Correlation Page Annotation

Explanations of Different Types of Correlations

Literature correlations are calculated using the Semantic Gene Organizer (SGO). The SGO software uses a concept-based vector space model called latent semantic indexing (LSI) to automatically extract gene-gene relations from titles and abstracts in MEDLINE citations (Homayouni et al. 2005).

These LSI literature correlations are all positive and range from 0 to 1. They were initially computed in 2005 and 2007 by Dr. Ramin Homayouni and colleagues and entered into GeneNetwork by Nick Furlotte. All values were updated late 2016 by Ramin Homayouni and Sujoy Roy (University of Memphis) using the complete 2016 PubMed collection for mouse genes and abstracts. Although computed using mouse data, the literature correlation feature also works well for human and rat expression data sets. The 2016 matrix of gene-to-gene literature correlations is approximately 20k x 20k/2. This matrix was converted by Lei Yan into a MySQL table called LCorrRamin3 that is 204,980,628 rows deep and with the simple tuple: GeneId1, GeneId2, value.

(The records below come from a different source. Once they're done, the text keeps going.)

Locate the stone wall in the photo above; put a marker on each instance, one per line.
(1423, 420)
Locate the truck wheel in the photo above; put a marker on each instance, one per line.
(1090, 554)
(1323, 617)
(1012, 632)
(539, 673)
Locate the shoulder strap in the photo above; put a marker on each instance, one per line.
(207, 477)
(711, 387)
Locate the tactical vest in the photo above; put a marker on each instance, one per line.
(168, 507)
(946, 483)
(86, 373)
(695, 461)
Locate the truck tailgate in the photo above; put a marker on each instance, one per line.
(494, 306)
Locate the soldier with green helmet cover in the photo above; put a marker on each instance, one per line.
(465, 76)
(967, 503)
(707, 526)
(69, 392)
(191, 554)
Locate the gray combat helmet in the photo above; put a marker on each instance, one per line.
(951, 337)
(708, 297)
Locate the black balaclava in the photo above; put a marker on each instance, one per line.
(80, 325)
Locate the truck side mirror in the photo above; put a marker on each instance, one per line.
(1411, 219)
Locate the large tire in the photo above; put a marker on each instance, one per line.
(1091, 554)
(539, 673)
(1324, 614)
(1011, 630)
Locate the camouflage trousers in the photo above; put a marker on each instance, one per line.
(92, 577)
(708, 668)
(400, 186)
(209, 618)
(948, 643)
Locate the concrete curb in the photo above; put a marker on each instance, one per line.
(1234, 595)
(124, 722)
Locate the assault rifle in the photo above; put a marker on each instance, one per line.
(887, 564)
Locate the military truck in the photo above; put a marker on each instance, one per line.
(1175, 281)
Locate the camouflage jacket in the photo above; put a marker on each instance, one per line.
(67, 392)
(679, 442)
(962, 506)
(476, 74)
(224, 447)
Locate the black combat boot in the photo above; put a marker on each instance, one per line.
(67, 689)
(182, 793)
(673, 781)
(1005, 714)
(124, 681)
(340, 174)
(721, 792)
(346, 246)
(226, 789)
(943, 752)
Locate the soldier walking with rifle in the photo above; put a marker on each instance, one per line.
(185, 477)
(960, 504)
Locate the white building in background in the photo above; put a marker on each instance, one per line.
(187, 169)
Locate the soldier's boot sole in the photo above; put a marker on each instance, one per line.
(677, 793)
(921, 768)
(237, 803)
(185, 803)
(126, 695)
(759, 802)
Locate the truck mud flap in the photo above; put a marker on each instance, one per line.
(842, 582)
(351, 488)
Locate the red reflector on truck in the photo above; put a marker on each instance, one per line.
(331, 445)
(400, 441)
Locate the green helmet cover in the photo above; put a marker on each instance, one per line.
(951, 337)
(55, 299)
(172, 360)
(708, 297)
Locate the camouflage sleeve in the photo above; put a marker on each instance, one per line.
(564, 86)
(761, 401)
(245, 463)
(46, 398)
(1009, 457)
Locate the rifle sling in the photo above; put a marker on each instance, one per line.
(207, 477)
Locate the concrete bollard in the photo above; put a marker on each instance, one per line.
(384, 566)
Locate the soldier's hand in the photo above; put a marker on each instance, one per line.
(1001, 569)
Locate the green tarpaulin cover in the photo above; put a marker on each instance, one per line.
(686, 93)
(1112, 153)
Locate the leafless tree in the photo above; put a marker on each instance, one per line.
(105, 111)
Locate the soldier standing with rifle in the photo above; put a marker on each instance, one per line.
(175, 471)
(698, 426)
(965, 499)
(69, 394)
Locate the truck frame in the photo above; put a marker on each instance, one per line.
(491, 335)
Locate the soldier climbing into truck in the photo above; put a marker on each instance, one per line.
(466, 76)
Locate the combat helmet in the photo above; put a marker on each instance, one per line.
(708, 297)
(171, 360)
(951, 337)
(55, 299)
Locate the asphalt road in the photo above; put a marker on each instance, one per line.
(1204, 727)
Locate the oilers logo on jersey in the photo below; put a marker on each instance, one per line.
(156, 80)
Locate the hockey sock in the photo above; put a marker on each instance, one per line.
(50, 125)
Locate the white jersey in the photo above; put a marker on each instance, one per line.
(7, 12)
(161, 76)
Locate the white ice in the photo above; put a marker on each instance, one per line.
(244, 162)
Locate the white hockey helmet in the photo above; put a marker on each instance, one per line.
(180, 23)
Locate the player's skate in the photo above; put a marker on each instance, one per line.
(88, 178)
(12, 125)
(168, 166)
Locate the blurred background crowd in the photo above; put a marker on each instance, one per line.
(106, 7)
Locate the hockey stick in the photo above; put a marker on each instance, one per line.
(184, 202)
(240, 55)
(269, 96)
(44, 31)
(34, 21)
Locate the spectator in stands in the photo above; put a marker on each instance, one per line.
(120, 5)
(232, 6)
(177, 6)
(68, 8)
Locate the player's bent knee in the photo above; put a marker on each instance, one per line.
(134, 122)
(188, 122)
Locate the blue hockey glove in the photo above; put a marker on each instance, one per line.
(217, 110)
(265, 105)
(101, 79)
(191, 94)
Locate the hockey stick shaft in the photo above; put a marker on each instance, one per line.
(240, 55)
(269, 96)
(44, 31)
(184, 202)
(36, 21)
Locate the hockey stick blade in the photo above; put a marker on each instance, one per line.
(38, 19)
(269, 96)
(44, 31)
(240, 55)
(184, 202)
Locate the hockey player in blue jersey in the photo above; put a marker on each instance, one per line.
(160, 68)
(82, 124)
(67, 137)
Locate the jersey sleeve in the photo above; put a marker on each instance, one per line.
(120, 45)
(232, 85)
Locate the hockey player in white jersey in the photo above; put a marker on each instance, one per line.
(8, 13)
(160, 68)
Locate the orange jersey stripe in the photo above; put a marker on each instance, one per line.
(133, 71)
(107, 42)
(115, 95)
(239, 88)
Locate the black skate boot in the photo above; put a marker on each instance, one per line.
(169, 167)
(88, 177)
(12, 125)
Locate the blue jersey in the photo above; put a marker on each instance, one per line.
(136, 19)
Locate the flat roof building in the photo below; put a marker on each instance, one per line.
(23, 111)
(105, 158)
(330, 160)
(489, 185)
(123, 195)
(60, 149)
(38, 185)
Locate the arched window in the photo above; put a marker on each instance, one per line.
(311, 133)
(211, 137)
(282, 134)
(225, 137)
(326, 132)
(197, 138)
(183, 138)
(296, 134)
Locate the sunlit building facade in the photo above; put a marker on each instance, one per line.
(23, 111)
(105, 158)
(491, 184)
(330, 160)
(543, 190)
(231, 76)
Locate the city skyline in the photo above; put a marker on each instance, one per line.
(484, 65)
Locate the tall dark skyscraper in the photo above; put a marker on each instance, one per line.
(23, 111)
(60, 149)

Vector space modeling is a classical information retrieval technique used to identify conceptually related documents, whereby the semantic structure of a document is represented as a vector in word space and the degree of similarity between documents is calculated by the angle between document vectors. LSI improves retrieval by using a singular value decomposition (or principal component analysis) to create a subspace of concepts in which text documents are represented as vectors.

Each gene is represented as a vector in word or concept space. The cosine of the angle between the query gene vector and all other gene vectors is used to rank related genes. The distribution of cosine values ranges between 1 and -1, where a value of 1 denotes the highest similarity.

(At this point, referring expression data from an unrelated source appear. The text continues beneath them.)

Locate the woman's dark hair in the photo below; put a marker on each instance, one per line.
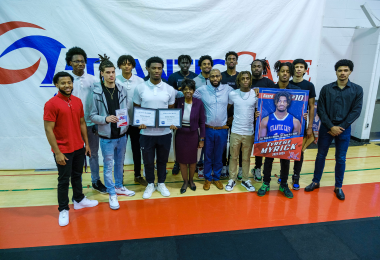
(104, 63)
(124, 58)
(154, 59)
(283, 94)
(300, 61)
(205, 57)
(344, 62)
(61, 74)
(240, 75)
(264, 64)
(188, 83)
(184, 57)
(75, 51)
(231, 53)
(278, 65)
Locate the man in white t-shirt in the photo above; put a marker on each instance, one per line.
(155, 94)
(83, 87)
(127, 63)
(242, 133)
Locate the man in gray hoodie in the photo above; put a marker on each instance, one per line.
(108, 97)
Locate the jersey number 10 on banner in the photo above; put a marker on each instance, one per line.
(280, 126)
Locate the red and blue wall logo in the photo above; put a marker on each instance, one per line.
(47, 46)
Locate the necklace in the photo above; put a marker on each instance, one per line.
(247, 97)
(110, 92)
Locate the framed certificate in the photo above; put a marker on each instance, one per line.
(144, 116)
(168, 117)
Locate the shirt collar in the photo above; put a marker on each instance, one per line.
(77, 77)
(63, 97)
(150, 84)
(349, 84)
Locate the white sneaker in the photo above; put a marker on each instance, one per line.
(63, 219)
(124, 191)
(248, 185)
(240, 174)
(149, 190)
(230, 185)
(85, 203)
(162, 188)
(114, 204)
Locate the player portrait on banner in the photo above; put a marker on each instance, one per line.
(280, 125)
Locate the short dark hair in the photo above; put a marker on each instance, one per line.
(188, 83)
(184, 57)
(154, 59)
(205, 57)
(300, 61)
(231, 53)
(240, 75)
(124, 58)
(286, 94)
(75, 51)
(264, 64)
(60, 75)
(278, 65)
(344, 62)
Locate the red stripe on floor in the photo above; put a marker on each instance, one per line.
(38, 226)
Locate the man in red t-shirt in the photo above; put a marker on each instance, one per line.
(65, 130)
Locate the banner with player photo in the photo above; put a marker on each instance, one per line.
(316, 124)
(280, 126)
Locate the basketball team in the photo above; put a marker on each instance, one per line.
(215, 106)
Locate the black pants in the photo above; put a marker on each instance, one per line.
(297, 167)
(150, 146)
(134, 136)
(73, 169)
(226, 160)
(258, 162)
(285, 164)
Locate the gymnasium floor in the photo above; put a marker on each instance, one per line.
(29, 215)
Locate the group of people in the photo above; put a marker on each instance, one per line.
(215, 106)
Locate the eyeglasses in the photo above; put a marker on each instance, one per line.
(78, 61)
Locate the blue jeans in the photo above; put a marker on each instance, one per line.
(113, 150)
(342, 142)
(215, 142)
(93, 140)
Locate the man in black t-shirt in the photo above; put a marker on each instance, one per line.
(300, 68)
(229, 77)
(184, 62)
(260, 68)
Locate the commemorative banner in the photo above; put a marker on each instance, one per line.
(316, 124)
(280, 126)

An important advantage of LSI over other vector-based retrieval methods is that relations can be derived even if a direct link between genes has not been established in the literature. The fewer factors that are used for query matching, the more conceptual the relations, and vice versa. Therefore, genes may be conceptually related even if they have not been studied together directly. This utility of LSI makes it ideal for investigating the functional significance of gene associations identified in discovery oriented genomic studies.

SGO literature correlation values may be used to rapidly identify known relations between co-regulated genes and the latent relations between co-regulated genes based on current literature.

Methods

Gene abstract documents are first compiled using titles and abstracts in MEDLINE citations cross-referenced for each mouse gene and its human and rat homologs. These gene documents were assembled and parsed into a dictionary of terms (tokens) and weighted frequencies that are required for the term-by-gene document (sparse) matrix. In effect, each gene document is viewed as a bag of words upon which operations can be performed. There are a number of different word weighting schemes that can be used in vector space modeling (Baeza-Yates and Ribeiro-Neto, 1999). The aim of any scheme is to measure similarity within a document while at the same time measuring the dissimilarity of a gene document from the other gene documents. In SGO, we use a log entropy weighting scheme to decrease the weight of high frequency words, while giving distinguishing words higher weights (Berry and Browne, 1999).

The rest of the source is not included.